20/04/2017
URÂNIO METÁLICO

INB quer exportar produto para Argentina

A Indústria Nucleares do Brasil (INB) realiza estudos para entrar no mercado de urânio metálico e fornecer o produto para o Reator de Pesquisa e Produção de Radioisótopos da Argentina, que está em construção. Além disso, a INB deve levar, em 2017, a segunda carga de urânio enriquecido para abastecer a usina nuclear localizada na cidade de Lima, ao norte da capital Buenos Aires. O contrato com a estatal Combustibles Nucleares Argentinos é de US$ 4,5 milhões e a INB aguarda aprovação da exportação pela Comissão Nacional de Energia Nuclear (CNEN). 
 
Para o presidente da INB, João Carlos Tupinambá, essa exportação é estratégica para o Brasil. Ele também ressalta a importância de entrar no mercado de urânio metálico. "Nosso interesse começou pela Argentina, mas existem outros reatores no mundo que consomem esse tipo de combustível.

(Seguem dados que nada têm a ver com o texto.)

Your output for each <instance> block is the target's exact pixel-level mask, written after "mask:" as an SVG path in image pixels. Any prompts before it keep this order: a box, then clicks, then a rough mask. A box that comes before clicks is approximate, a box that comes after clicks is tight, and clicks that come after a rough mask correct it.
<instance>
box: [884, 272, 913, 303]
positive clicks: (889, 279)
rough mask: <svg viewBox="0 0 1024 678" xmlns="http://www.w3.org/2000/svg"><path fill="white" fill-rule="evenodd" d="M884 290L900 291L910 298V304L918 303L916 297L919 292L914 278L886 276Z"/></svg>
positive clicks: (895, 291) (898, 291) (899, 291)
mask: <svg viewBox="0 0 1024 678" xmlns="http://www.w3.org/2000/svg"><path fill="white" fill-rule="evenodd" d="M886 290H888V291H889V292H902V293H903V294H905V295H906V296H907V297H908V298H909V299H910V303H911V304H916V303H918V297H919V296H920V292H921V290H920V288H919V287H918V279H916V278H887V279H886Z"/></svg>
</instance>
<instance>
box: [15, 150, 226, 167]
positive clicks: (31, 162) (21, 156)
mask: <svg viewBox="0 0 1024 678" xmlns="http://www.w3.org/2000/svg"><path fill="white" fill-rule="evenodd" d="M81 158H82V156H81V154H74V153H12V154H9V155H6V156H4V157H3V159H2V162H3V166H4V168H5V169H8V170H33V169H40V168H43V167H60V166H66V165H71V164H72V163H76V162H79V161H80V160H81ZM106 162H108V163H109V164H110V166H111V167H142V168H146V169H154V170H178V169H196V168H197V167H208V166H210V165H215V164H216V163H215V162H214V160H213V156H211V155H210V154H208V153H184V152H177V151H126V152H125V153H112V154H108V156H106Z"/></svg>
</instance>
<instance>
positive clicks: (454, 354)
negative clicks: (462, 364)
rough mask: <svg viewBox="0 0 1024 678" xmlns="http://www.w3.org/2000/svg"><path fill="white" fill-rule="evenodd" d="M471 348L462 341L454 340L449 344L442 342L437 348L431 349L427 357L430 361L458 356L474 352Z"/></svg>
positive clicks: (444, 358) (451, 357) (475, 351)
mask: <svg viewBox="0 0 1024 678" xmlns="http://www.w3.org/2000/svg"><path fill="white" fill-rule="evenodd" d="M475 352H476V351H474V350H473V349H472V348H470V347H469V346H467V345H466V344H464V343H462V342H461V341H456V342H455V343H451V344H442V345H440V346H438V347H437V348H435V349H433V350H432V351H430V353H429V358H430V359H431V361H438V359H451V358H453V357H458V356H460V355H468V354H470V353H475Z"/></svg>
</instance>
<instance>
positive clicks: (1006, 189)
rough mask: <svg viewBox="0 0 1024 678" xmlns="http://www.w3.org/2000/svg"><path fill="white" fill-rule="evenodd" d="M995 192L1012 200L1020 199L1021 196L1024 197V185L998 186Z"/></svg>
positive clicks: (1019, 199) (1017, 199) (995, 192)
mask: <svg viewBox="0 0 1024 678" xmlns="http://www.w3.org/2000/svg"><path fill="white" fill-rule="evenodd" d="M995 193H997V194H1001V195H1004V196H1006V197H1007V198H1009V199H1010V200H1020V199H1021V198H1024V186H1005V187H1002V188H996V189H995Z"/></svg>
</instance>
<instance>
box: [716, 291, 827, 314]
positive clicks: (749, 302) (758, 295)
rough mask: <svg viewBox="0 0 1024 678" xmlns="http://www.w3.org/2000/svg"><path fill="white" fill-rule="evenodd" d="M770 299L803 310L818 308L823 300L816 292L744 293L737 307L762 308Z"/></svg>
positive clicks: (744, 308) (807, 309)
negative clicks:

Se tivermos sucesso, não teremos só a Argentina como possível cliente, mas outros países também", afirmou. Tupinambá explicou que o enriquecimento do urânio até 20%, necessário para a produção de fármacos, será feito no Centro Tecnológico da Marinha (CTMSP). Depois, o produto será encaminhado ao Instituto de Pesquisas Energéticas e Nucleares (Ipen), para a fabricação do urânio metálico.
 
O presidente da INB disse ainda que a exploração de urânio na Mina do Engenho, localizada em Caetité (BA) será retomada ainda em 2017. Atualmente, está sendo feito o trabalho de decapeamento, que é a etapa anterior à lavra do minério, prevista para começar até novembro. "Nesse decapeamento, devemos retirar umas 70 toneladas de urânio", previu. A INB também busca novos parceiros para investimentos na exploração de urânio nas reservas ainda exploradas de Caetité (BA) e de Rio Cristalino (PA).